Introduction: Phytopathogens affect all types of agricultural plants in all regions of the world. The annual losses from these pathogens in the global economy amount to tens of billions of dollars. All over the world, great importance is attached to environmentally friendly means of protecting plants from pathogens, so a promising direction is the use of green technologies for the development of biological products based on plant extracts and their natural compounds.

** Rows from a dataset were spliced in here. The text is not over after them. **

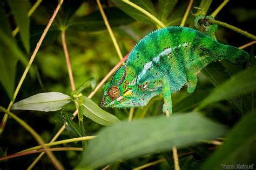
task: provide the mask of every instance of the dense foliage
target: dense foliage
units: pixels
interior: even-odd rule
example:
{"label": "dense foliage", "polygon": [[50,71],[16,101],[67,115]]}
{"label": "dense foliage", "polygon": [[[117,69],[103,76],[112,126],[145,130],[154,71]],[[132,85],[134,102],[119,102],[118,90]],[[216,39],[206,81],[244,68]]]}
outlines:
{"label": "dense foliage", "polygon": [[[180,25],[189,2],[130,1],[165,26]],[[0,106],[6,109],[11,106],[9,103],[34,49],[61,2],[0,1]],[[194,1],[185,26],[194,27],[196,16],[211,15],[223,2]],[[36,3],[39,6],[30,13]],[[123,56],[140,38],[160,27],[152,18],[122,1],[101,3]],[[230,1],[215,18],[255,34],[255,13],[252,2]],[[15,30],[17,26],[18,31]],[[77,87],[73,92],[63,47],[63,35]],[[218,26],[215,36],[220,42],[235,47],[252,41],[221,26]],[[97,136],[87,141],[53,146],[84,147],[82,152],[72,149],[53,152],[65,169],[102,168],[110,164],[110,169],[126,169],[159,160],[150,167],[172,169],[173,146],[178,148],[182,169],[219,169],[223,165],[236,166],[255,162],[256,60],[253,47],[244,49],[251,56],[245,63],[220,61],[210,63],[198,74],[194,93],[188,95],[185,87],[172,94],[173,114],[170,118],[163,114],[163,97],[158,96],[146,107],[135,108],[131,122],[127,119],[132,110],[103,110],[99,108],[103,87],[91,100],[87,97],[119,62],[116,49],[96,1],[64,0],[18,91],[15,103],[18,102],[10,110],[45,143],[66,122],[66,129],[57,140],[85,134]],[[85,131],[81,119],[72,119],[75,104],[82,113],[79,117],[83,117]],[[6,110],[0,109],[2,120]],[[0,160],[38,145],[15,119],[8,118],[4,129],[3,125],[2,122]],[[26,154],[0,160],[0,169],[14,169],[17,165],[21,169],[27,168],[38,155]],[[52,167],[45,155],[34,168]]]}

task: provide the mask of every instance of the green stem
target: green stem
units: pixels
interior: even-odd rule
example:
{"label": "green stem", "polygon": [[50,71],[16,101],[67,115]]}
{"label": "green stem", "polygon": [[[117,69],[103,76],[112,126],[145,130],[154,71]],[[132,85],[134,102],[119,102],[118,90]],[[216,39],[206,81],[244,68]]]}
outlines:
{"label": "green stem", "polygon": [[[90,140],[90,139],[92,139],[95,138],[95,137],[96,137],[96,136],[87,136],[83,137],[75,138],[72,138],[72,139],[59,140],[59,141],[52,142],[51,143],[45,144],[44,145],[46,147],[49,147],[49,146],[55,146],[55,145],[57,145],[71,143],[71,142]],[[42,148],[42,146],[35,146],[33,147],[31,147],[31,148],[23,150],[17,153],[22,153],[24,152],[27,152],[29,151],[36,150],[41,149]]]}
{"label": "green stem", "polygon": [[[55,148],[49,148],[48,150],[48,151],[51,151],[51,152],[52,151],[83,151],[83,148],[81,148],[81,147],[55,147]],[[24,152],[22,153],[15,153],[15,154],[11,154],[9,155],[0,157],[0,161],[4,160],[9,159],[10,158],[14,158],[16,157],[25,155],[27,154],[37,153],[40,153],[40,152],[44,152],[44,149],[40,149],[38,150],[33,150],[33,151]]]}
{"label": "green stem", "polygon": [[250,34],[250,33],[248,33],[246,31],[243,31],[241,29],[237,28],[236,27],[234,27],[232,25],[231,25],[228,24],[227,24],[226,23],[221,22],[213,20],[213,19],[207,20],[207,22],[211,24],[217,24],[217,25],[218,25],[223,26],[225,27],[227,29],[229,29],[232,30],[234,31],[235,31],[235,32],[240,33],[240,34],[244,35],[244,36],[246,36],[246,37],[248,37],[248,38],[249,38],[251,39],[253,39],[254,40],[256,40],[256,36],[254,36],[252,34]]}
{"label": "green stem", "polygon": [[163,28],[166,27],[166,26],[160,20],[159,20],[157,18],[156,18],[153,15],[143,9],[139,6],[138,6],[137,5],[133,3],[131,1],[129,1],[128,0],[122,0],[123,2],[127,4],[128,5],[133,7],[134,8],[137,9],[141,12],[145,14],[146,16],[147,16],[149,18],[151,19],[157,25],[159,25],[160,27]]}
{"label": "green stem", "polygon": [[230,1],[229,0],[224,0],[224,1],[217,8],[217,9],[211,15],[211,16],[215,17],[225,5]]}
{"label": "green stem", "polygon": [[40,136],[31,128],[30,127],[26,122],[25,122],[22,119],[20,119],[18,117],[12,114],[12,112],[8,111],[4,108],[0,107],[0,111],[2,111],[5,112],[6,114],[8,115],[10,117],[15,119],[17,122],[18,122],[22,127],[26,129],[30,134],[34,137],[35,139],[41,145],[41,148],[44,148],[44,151],[45,152],[46,154],[48,155],[49,158],[52,162],[52,164],[55,167],[58,169],[64,169],[63,166],[59,162],[59,161],[55,158],[52,153],[49,151],[45,145],[44,141],[40,137]]}
{"label": "green stem", "polygon": [[[16,98],[17,95],[18,95],[18,93],[19,91],[19,89],[21,89],[21,87],[22,85],[22,83],[23,83],[23,81],[25,80],[25,78],[26,77],[26,74],[28,74],[28,72],[29,72],[29,68],[30,68],[32,65],[32,63],[33,62],[35,58],[36,58],[36,55],[37,54],[37,52],[38,51],[38,49],[40,48],[40,46],[41,46],[42,42],[43,42],[43,40],[44,40],[44,37],[45,37],[45,36],[47,32],[48,32],[48,30],[49,30],[50,27],[51,26],[52,22],[53,22],[53,20],[55,18],[55,17],[56,16],[57,13],[58,13],[59,9],[60,8],[60,5],[62,5],[63,2],[63,0],[60,1],[59,4],[57,6],[55,10],[54,11],[53,14],[52,15],[51,19],[50,19],[48,24],[47,24],[47,26],[44,29],[44,32],[43,32],[43,34],[42,34],[41,37],[40,38],[40,39],[37,42],[36,48],[35,48],[35,50],[33,53],[32,54],[30,60],[29,60],[29,63],[28,63],[28,65],[26,66],[26,67],[25,69],[25,70],[24,71],[23,74],[22,74],[22,77],[21,78],[21,80],[19,80],[18,86],[17,86],[15,91],[14,92],[12,99],[10,102],[10,103],[8,105],[8,108],[7,108],[8,111],[10,111],[11,106],[14,104],[14,101],[15,101],[15,99]],[[2,133],[3,133],[4,130],[4,127],[5,126],[5,124],[6,124],[6,122],[7,121],[8,118],[8,116],[6,114],[4,115],[4,118],[3,118],[3,120],[2,121],[2,122],[0,124],[0,135],[2,134]]]}
{"label": "green stem", "polygon": [[[31,15],[34,12],[35,10],[38,7],[39,5],[41,3],[42,0],[37,0],[37,1],[35,3],[35,4],[32,6],[31,9],[28,12],[28,17],[30,17]],[[15,37],[18,32],[19,31],[19,27],[18,26],[16,27],[15,30],[14,30],[12,32],[11,34],[13,37]]]}

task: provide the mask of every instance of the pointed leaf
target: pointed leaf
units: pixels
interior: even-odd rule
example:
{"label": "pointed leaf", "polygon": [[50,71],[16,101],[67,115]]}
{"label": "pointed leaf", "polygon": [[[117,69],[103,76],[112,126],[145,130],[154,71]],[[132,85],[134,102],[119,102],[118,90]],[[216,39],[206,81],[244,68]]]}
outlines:
{"label": "pointed leaf", "polygon": [[181,148],[225,132],[223,125],[194,112],[118,123],[103,129],[90,141],[77,168],[96,168],[173,146]]}
{"label": "pointed leaf", "polygon": [[61,109],[71,101],[69,96],[61,93],[39,93],[14,103],[11,109],[53,111]]}
{"label": "pointed leaf", "polygon": [[164,22],[172,11],[178,0],[159,0],[159,19]]}
{"label": "pointed leaf", "polygon": [[29,26],[30,20],[28,16],[28,0],[8,0],[11,13],[17,26],[19,27],[21,38],[27,52],[30,51]]}
{"label": "pointed leaf", "polygon": [[[112,2],[124,12],[138,21],[155,26],[156,24],[152,19],[137,9],[120,0],[111,0]],[[130,1],[142,8],[154,16],[157,16],[156,9],[151,0]]]}
{"label": "pointed leaf", "polygon": [[121,122],[117,117],[103,110],[86,96],[83,96],[82,111],[84,116],[103,125],[109,126]]}
{"label": "pointed leaf", "polygon": [[[234,165],[237,167],[238,164],[249,166],[255,163],[255,112],[242,119],[227,134],[224,144],[203,165],[201,169],[225,169],[223,166],[225,165]],[[248,168],[249,169],[253,169],[253,167]]]}
{"label": "pointed leaf", "polygon": [[246,69],[232,77],[215,89],[204,100],[199,109],[209,104],[256,90],[256,66]]}

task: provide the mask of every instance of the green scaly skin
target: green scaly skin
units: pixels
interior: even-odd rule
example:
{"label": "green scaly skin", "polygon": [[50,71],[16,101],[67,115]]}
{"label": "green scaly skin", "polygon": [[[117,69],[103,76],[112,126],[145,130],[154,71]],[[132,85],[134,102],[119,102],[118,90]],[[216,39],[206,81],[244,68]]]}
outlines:
{"label": "green scaly skin", "polygon": [[244,51],[221,44],[196,30],[179,26],[159,29],[133,47],[125,66],[106,83],[100,105],[143,107],[161,94],[163,111],[171,114],[171,93],[185,84],[187,93],[193,93],[197,74],[211,62],[248,57]]}

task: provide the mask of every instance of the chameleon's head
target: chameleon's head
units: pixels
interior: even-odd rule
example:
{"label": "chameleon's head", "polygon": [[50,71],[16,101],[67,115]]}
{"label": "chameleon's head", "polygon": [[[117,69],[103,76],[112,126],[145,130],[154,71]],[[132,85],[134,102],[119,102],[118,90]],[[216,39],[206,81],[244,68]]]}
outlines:
{"label": "chameleon's head", "polygon": [[125,66],[119,67],[111,81],[105,86],[100,106],[107,108],[140,106],[142,104],[135,100],[140,93],[136,85],[136,77],[133,68]]}

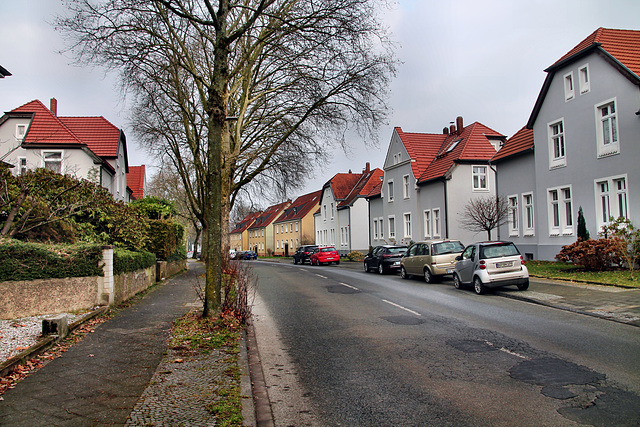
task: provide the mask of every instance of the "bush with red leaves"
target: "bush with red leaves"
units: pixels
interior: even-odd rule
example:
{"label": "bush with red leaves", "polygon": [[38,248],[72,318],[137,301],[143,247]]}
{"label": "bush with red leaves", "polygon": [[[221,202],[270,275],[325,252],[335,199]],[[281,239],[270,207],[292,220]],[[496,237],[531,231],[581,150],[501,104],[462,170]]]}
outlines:
{"label": "bush with red leaves", "polygon": [[611,239],[578,239],[577,242],[565,245],[556,259],[581,265],[587,271],[602,271],[620,267],[624,255],[620,251],[619,238]]}

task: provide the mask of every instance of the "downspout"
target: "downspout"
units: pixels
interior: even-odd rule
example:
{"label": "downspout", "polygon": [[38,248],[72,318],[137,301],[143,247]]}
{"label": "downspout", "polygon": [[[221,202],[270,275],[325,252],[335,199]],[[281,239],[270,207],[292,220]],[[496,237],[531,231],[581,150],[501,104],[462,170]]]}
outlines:
{"label": "downspout", "polygon": [[[496,183],[496,203],[498,203],[498,194],[500,194],[498,192],[498,170],[493,168],[493,165],[491,165],[491,160],[489,160],[489,169],[491,169],[493,171],[494,174],[494,181]],[[500,239],[500,226],[496,227],[496,240],[501,240]]]}

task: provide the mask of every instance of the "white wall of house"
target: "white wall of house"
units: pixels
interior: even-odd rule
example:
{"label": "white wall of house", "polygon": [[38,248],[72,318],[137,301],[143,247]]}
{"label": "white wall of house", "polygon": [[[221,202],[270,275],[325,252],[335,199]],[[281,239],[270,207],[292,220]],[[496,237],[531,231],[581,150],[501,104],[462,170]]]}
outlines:
{"label": "white wall of house", "polygon": [[[585,67],[589,85],[581,90]],[[568,76],[574,82],[572,96],[565,90]],[[616,141],[605,145],[602,109],[607,105],[615,106],[609,117],[615,117],[617,132]],[[608,216],[626,215],[640,225],[639,107],[638,86],[595,53],[554,74],[533,126],[541,259],[553,259],[562,245],[576,240],[580,206],[592,237],[598,236]],[[607,121],[611,125],[611,119]],[[551,133],[560,122],[564,150],[557,155]]]}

The purpose of this study was to evaluate the antifungal activity of Achilléa millefólium extract of the Compósitae family against pathogens that cause plant root rot and to determine their component composition.

Methods: An aqueous-alcoholic extract of the plant Achilléa millefólium was obtained by grinding the leaves, washing with running water and then with sterile water, drying, grinding into powder, and extraction with 70% ethanol, followed by settling and filtering. The antifungal activity of the extract was determined by the agar diffusion method. Fusarium oxysporum, F. solani, and Penicillium notatum, previously isolated from soybean plants affected by root rot, were used as test microorganisms. The component composition was determined using HPLC and gas chromatographic analysis.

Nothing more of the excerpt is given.